これで準備が出来たので、簡単なタスクを与えてみます。

# Execute

user_proxy.initiate_chat(
    assistant,
    message="1+1を計算して。",
)

すると次のような内容が出力されます。

Agent達がタスクをこなしている様子。

Assistant同士のやり取りが出力され、コードを実行して答えの2が得られたことが分かります。

もう少し難しいタスク

もう少し難しいタスクを与えてみます。機械学習用のサンプルデータを作ってもらう、というタスクです。

user_proxy.initiate_chat(
    assistant,
    message="2クラス分類用のモデル学習用のサンプルデータを500件くらいで作ってファイルに出力して。",
)

次の様な内容が出力され、UserProxyAgentを作る時に指定した"coding"ディレクトリにCSVファイルが出力されていることが確認出来ました。
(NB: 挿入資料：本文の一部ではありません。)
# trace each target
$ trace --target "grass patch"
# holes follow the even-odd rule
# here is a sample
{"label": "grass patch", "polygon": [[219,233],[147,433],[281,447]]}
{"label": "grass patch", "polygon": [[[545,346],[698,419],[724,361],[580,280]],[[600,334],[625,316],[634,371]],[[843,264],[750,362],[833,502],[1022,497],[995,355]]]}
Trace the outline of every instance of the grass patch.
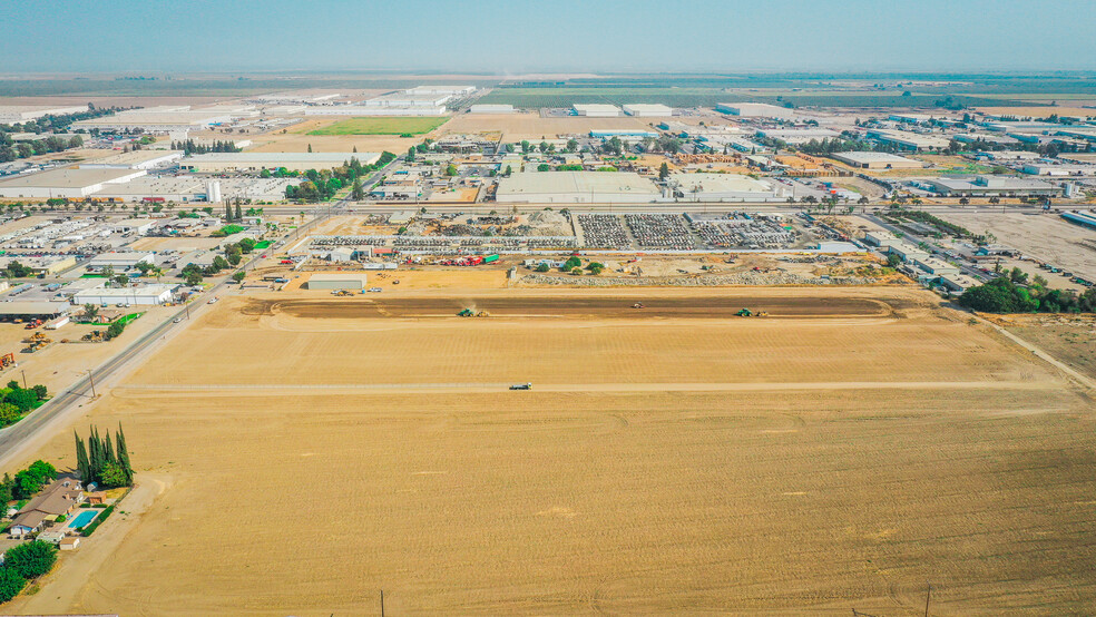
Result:
{"label": "grass patch", "polygon": [[309,131],[309,135],[422,135],[446,124],[448,117],[348,118]]}

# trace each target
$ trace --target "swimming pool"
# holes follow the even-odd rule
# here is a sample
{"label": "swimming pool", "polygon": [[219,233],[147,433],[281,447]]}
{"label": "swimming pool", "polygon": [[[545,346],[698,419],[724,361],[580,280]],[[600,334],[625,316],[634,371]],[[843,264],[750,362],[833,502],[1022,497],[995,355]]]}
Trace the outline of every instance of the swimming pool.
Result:
{"label": "swimming pool", "polygon": [[72,522],[69,523],[69,527],[71,527],[72,529],[76,529],[77,527],[86,527],[89,522],[91,522],[91,519],[94,519],[98,513],[99,510],[92,510],[90,508],[84,510],[79,515],[76,515],[76,518],[72,519]]}

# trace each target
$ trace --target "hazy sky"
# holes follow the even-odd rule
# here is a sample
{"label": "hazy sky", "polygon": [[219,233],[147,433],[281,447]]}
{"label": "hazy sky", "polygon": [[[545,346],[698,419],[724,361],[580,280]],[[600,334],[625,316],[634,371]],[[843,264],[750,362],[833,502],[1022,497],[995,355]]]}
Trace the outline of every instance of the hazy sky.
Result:
{"label": "hazy sky", "polygon": [[1096,69],[1092,0],[0,0],[0,72]]}

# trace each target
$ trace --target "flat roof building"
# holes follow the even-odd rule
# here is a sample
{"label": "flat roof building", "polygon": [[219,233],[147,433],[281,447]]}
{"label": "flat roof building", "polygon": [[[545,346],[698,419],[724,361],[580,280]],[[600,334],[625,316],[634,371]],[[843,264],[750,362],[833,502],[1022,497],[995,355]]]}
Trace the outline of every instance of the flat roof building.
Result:
{"label": "flat roof building", "polygon": [[468,108],[469,114],[513,114],[512,105],[479,104]]}
{"label": "flat roof building", "polygon": [[738,174],[671,174],[674,196],[691,202],[776,202],[791,197],[791,189]]}
{"label": "flat roof building", "polygon": [[40,174],[28,174],[0,182],[0,197],[78,199],[101,190],[105,186],[129,182],[144,176],[144,169],[82,169],[65,167]]}
{"label": "flat roof building", "polygon": [[194,172],[260,172],[277,169],[306,172],[331,169],[356,158],[362,165],[372,165],[381,158],[376,153],[208,153],[193,155],[179,163],[183,169]]}
{"label": "flat roof building", "polygon": [[180,158],[183,150],[133,150],[81,163],[80,169],[151,169]]}
{"label": "flat roof building", "polygon": [[624,106],[624,112],[637,118],[663,118],[674,115],[674,110],[665,105],[648,105],[634,102]]}
{"label": "flat roof building", "polygon": [[576,104],[573,108],[576,116],[587,118],[617,118],[620,116],[620,108],[615,105]]}
{"label": "flat roof building", "polygon": [[921,169],[920,160],[888,153],[833,153],[830,157],[860,169]]}
{"label": "flat roof building", "polygon": [[0,106],[0,124],[12,125],[22,124],[28,120],[37,120],[43,116],[66,116],[69,114],[84,114],[88,110],[87,105],[74,105],[65,107],[45,105],[2,105]]}
{"label": "flat roof building", "polygon": [[1061,197],[1066,189],[1043,180],[1011,176],[978,176],[975,178],[927,178],[923,180],[943,196],[966,197]]}
{"label": "flat roof building", "polygon": [[499,180],[496,199],[526,204],[645,204],[657,187],[632,172],[526,172]]}
{"label": "flat roof building", "polygon": [[794,109],[777,107],[767,102],[721,102],[715,106],[715,110],[741,118],[792,118],[795,116]]}
{"label": "flat roof building", "polygon": [[310,290],[364,290],[364,272],[317,272],[309,277]]}

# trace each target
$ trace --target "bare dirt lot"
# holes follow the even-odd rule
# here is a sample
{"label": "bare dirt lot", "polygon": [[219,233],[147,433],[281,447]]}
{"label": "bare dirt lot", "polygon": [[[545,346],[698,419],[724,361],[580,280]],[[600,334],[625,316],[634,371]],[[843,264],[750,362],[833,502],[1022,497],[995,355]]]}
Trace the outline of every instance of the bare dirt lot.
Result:
{"label": "bare dirt lot", "polygon": [[[1088,280],[1096,278],[1096,232],[1050,214],[963,213],[942,218],[976,234],[990,232],[1001,244]],[[1055,276],[1041,273],[1055,286]]]}
{"label": "bare dirt lot", "polygon": [[225,297],[78,422],[170,488],[86,585],[6,608],[904,615],[931,581],[933,615],[1096,610],[1090,399],[937,302]]}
Agent達が機械学習用のデータを作成している様子。

initiate_chatを呼び出すと会話が初期化されるのですが、sendを使うと会話を続けることが出来ます。今作成したCSVファイルのクラスラベルごとの件数を集計させてみます。

user_proxy.send(
    recipient=assistant,
    message="このファイルのクラスごとのデータ件数を集計して表示して。",
)

pandasのimport漏れで一度コードの実行に失敗しているようです。それに対し、assistantが修正案を提示し、結果正しく実行完了となりました。

最後にグラフを画像ファイルに出力します。

user_proxy.send(
    recipient=assistant,
    message="このデータセットの目的変数のヒストグラムをPNG形式で出力して。",
)

処理が完了した後、確かにヒストグラムが出力されていることが確認出来ました。

Agentが生成したヒストグラム

すごいですね!

まとめ

ということで、今回はMulti-Agent Conversationとそれを実装するFramework "AutoGen"についてまとめてみました。

Multi-Agent Conversationは使用するAgentの構成パターンを変えることで様々なタスクに対応が出来るようです。例えばプロダクトマネージャ役のAgent, プログラマー役のAgent, プロジェクトマネージャ役のAgentを構成し、まるでソフトウェア開発チームのような体制でタスクに取り組ませることも可能です。色々なパターンを試してみたいと思いました。